Собственно, самое начало этого пути приобщения я помню — из-за мучительной неловкости, стыда и чуждости, навсегда запавших в душу. Вызов, заказанный Вите Янгарберу в 1974 году, долго не приходил (а когда пришел, уж не знаю, через него ли, мы им плохо распорядились). Я повторял заказы всем уезжавшим знакомым и друзьям: Юре Гольдбергу и Ане Сарновской, Гале Йоффе и Грише Эпельману, Женьке Левину; другим, которых забыл. Опять ничего не приходило. Я написал в США Раисе Львовне Берг, той самой, из АФИ (до АФИ она работала некоторое время в Новосибирске, который называла Новодырском); она припомнила меня и помогла: нашла в Израиле Виктора Кагана (сидевшего в лагерях вместе с Солженицыным), тот устроил вызов, даже написал мне; замечательный оказался человек; соглашался быть дядей. После его письма нашелся и настоящий его племянник, Илья Вол, тоже из АФИ, где он появился в качестве аспиранта незадолго до моего ухода. Но это всё были знакомые или знакомые знакомых, в основном — из мира научного. Порвав с наукой и с этим кругом, я вовсе остался один.

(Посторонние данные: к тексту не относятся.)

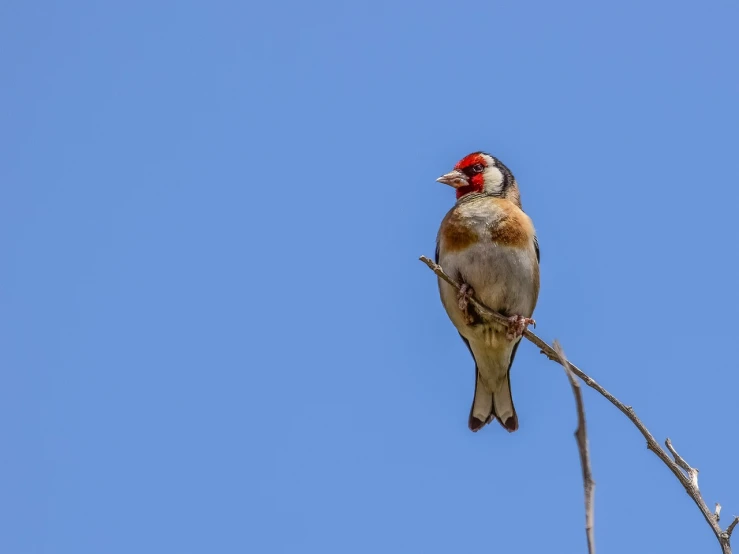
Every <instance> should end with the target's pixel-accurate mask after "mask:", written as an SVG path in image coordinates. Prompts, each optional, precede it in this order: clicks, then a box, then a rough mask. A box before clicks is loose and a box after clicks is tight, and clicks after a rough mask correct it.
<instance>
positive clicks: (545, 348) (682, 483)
mask: <svg viewBox="0 0 739 554" xmlns="http://www.w3.org/2000/svg"><path fill="white" fill-rule="evenodd" d="M419 259H420V260H421V261H422V262H423V263H425V264H426V265H427V266H428V267H429V268H430V269H431V270H432V271H433V272H434V273H435V274H436V275H438V277H439V278H440V279H442V280H444V281H446V282H447V283H449V284H450V285H451V286H453V287H454V288H456V289H457V290H459V287H460V284H459V283H457V282H456V281H455V280H454V279H452V278H451V277H449V276H448V275H447V274H446V273H444V270H443V269H442V268H441V266H440V265H438V264H436V263H434V262H433V261H432V260H430V259H428V258H427V257H426V256H421V257H420V258H419ZM469 301H470V304H472V305H473V306H475V308H476V310H477V312H478V314H480V316H482V317H484V318H487V319H490V320H494V321H499V322H500V323H503V324H505V325H507V324H508V318H506V317H505V316H502V315H501V314H499V313H497V312H495V311H493V310H491V309H490V308H488V307H487V306H485V305H484V304H482V303H481V302H480V301H479V300H477V298H475V297H474V296H471V297H470V298H469ZM523 336H524V337H526V338H527V339H528V340H529V341H531V342H533V343H534V344H535V345H536V346H537V347H538V348H539V349H541V353H542V354H544V355H545V356H546V357H547V358H549V359H550V360H552V361H555V362H557V363H558V364H560V365H564V364H563V363H562V360H561V359H560V357H559V355H558V354H557V352H556V350H555V349H554V348H553V347H551V346H549V345H548V344H547V343H546V342H544V341H543V340H542V339H540V338H539V337H538V336H536V335H535V334H534V333H533V332H532V331H530V330H529V329H526V330H525V331H524V333H523ZM567 366H569V370H570V371H572V373H574V374H575V375H577V376H578V377H579V378H580V379H581V380H582V381H583V382H584V383H585V384H586V385H587V386H589V387H590V388H591V389H594V390H596V391H598V392H599V393H600V394H601V395H602V396H603V397H605V398H606V400H608V401H609V402H610V403H611V404H613V405H614V406H616V408H618V410H619V411H620V412H621V413H623V414H624V415H625V416H626V417H628V418H629V420H630V421H631V422H632V423H633V424H634V426H635V427H636V428H637V429H638V430H639V432H640V433H641V434H642V436H643V437H644V439H645V440H646V441H647V448H648V449H649V450H651V451H652V452H654V454H655V455H656V456H657V457H658V458H659V459H660V460H662V462H663V463H664V464H665V465H666V466H667V468H668V469H669V470H670V471H671V472H672V474H673V475H674V476H675V477H676V478H677V480H678V481H680V484H681V485H682V486H683V487H684V488H685V491H686V492H687V493H688V496H690V498H692V499H693V502H695V505H696V506H698V509H699V510H700V511H701V514H703V517H704V519H705V520H706V522H707V523H708V525H710V526H711V530H712V531H713V533H714V535H716V539H717V540H718V542H719V544H720V545H721V549H722V552H723V554H731V546H730V539H731V533H732V532H733V531H734V528H735V527H736V525H737V522H738V521H739V517H737V518H735V519H734V521H732V523H731V525H729V527H727V529H726V531H724V530H722V529H721V527H720V526H719V524H718V521H717V519H716V517H715V516H714V514H713V513H712V512H711V510H710V509H709V508H708V506H707V505H706V502H705V500H703V497H702V496H701V493H700V490H699V489H698V473H697V472H698V470H696V469H694V468H692V467H690V465H689V464H688V463H687V462H686V461H685V460H684V459H683V458H682V457H680V456H679V455H678V454H677V452H676V451H675V450H674V448H672V446H671V444H672V443H669V444H668V443H666V444H668V448H669V449H670V452H671V453H672V455H673V456H674V457H675V460H674V461H673V460H672V459H671V458H670V456H669V454H668V453H667V452H666V451H665V450H664V449H663V448H662V447H661V446H660V445H659V443H658V442H657V441H656V440H655V439H654V437H653V436H652V434H651V433H650V432H649V430H648V429H647V428H646V426H645V425H644V424H643V423H642V422H641V420H640V419H639V418H638V417H637V416H636V413H635V412H634V409H633V408H632V407H631V406H626V405H625V404H624V403H623V402H621V401H620V400H618V399H617V398H616V397H615V396H613V395H612V394H611V393H610V392H608V391H607V390H606V389H604V388H603V387H602V386H600V385H599V384H598V383H597V382H596V381H595V380H594V379H592V378H591V377H590V376H588V375H587V374H586V373H585V372H583V371H582V370H581V369H580V368H579V367H577V366H576V365H575V364H573V363H571V362H567ZM680 462H682V463H683V464H685V465H684V466H683V465H680ZM683 470H685V471H686V472H687V473H688V475H686V474H685V473H684V472H683ZM691 471H692V472H693V473H691Z"/></svg>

Как-то в тяжелую минуту отправился я туда, куда отродясь не ходил: в синагогу на Лермонтовский 38. Был какой-то еврейский праздник. Молодежь во дворе резвилась с непостижимой, с недопустимой дерзостью: пела «Евреи, евреи, кругом одни евреи…». Замечательная была песня, ее не забыть: «Если в кране нет воды, значит, выпили жиды…» Прохожие с улицы смотрели на это с понятным отвращением: распоясались проклятые сионисты, — и ужас состоял в том, что я, всем сердцем сочувствуя (сопереживая) евреям, восхищаясь ими, одновременно понимал и этих прохожих, в некотором роде им тоже сопереживал. Не нужно, хотелось мне сказать евреям, такой уж открытой демонстрации; не нужно этой дерзости, с огнем ведь играете. Я знал чернь изнутри; я из нее вышел… если вышел.

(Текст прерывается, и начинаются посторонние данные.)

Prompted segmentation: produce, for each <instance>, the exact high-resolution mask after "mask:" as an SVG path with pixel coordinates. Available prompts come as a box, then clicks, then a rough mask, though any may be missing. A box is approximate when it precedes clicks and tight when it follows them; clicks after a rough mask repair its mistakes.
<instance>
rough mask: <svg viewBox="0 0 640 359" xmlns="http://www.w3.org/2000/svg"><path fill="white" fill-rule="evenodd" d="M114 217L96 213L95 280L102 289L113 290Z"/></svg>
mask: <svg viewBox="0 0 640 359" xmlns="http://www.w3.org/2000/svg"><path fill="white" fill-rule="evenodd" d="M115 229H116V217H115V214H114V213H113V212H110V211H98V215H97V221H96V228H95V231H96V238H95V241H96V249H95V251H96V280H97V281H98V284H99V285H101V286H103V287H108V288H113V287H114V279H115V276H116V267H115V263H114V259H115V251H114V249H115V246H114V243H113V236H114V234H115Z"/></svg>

В синагоге оказался какой-то человек из свободного мира, верующий еврей, пришедший молиться. Собравшись в комок, преодолевая отвращение к себе, я подошел к нему и на ломаном английском спросил, не поможет ли он мне получить вызов. Тот ответил односложным отказом. Это было как пощечина: он увидел во мне провокатора. Меня бросило в краску. Но тут же последовала еще одна пощечина. Пожилые люди окружили меня (там было очень тесно) и, дознавшись, о чем я говорил с гостем, стали меня упрекать:
— Как вам не стыдно!
Мне было стыдно. Так стыдно, как им не бывало: как бывает только тем, кто не по своей воле двурушничает, всем сердцем двурушничество ненавидя. Одна из самых страшных минут в моей жизни. Я ушел, совершенно раздавленный… Но в 1981 году, у Кановича, всё было другое. Я — уже отказник, в этих кругах принят (поначалу несколько настороженно), нашел к ним путь, я тут свой… почти свой… или хоть не совсем чужой… Что за проклятье! Чужой среди своих, чужой среди чужих; всюду чужой.

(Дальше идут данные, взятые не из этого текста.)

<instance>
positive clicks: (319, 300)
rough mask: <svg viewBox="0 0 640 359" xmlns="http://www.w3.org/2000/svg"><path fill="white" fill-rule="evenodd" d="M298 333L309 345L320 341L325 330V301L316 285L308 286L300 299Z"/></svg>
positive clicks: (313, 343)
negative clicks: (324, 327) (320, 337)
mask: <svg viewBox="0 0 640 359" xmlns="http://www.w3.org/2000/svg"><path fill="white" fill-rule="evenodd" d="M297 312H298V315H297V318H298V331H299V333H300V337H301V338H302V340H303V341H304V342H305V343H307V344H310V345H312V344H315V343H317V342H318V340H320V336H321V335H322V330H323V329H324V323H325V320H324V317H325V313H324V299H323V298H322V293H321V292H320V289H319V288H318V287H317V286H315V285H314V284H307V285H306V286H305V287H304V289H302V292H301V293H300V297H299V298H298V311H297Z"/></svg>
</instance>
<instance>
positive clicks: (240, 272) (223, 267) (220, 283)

Помимо Вассермана были в отказницких кругах и другие лидеры, другие центры притяжения: Алик (Роальд) Зеличонок, Лёня Кельберт, Яша Городецкий, Эдик Эрлих, Миша Бейзер, Аба Таратута. Преобладали те, кто мечтал об Израиле; сионисты. Слово это безнадежно скомпрометировано в России — в глазах тех, кто идет на поводу, не умеет думать: в глазах громадного, подавляющего большинства. Разве сам я не чувствовал в этом слове солоноватого привкуса? Разве не преодолевал в себе предрассудка? Мечта, дивная поэтическая мечта — вот что стоит за этим словом для человека с непомраченным сознанием. Мечта не только еврейская. Сион — важнейший христианский символ, без тени негативных коннотаций. Есть христиане-сионисты, верящие, что только с возвращением всех евреев в землю обетованную на планете наступят мир и справедливость… В 1988 году, забежим вперед, случилась сцена, которую грех обойти; она тут к месту. Тёща, Александра Александровна Костина, и танина сестра Лида гостили у нас в Израиле (ворота как раз приоткрылись). Вообразите: по улице Кинг-Джордж в Иерусалиме идет демонстрация вот этих самых христиан-сионистов, многоязыкая толпа с транспарантами и песнями, движение остановлено, среди демонстрантов преобладают скандинавы; а на автобусной остановке — другие скандинавы: Таня, ее мать и сестра. Вдруг из толпы демонстрантов выбегают две радостные тетки и кидаются обнимать Таню. Они навещали нас еще в Ленинграде в годы нашего отказа. Какое впечатление это должно было произвести на честных советских граждан? Громадное. Вернувшись в Ленинград, Александра Александровна собрала нашу еврейскую родню и провозгласила:
— Уж если ехать, так только в Израиль!
Конечно, не только эта сцена на тещу повлияла; но и она в числе прочего.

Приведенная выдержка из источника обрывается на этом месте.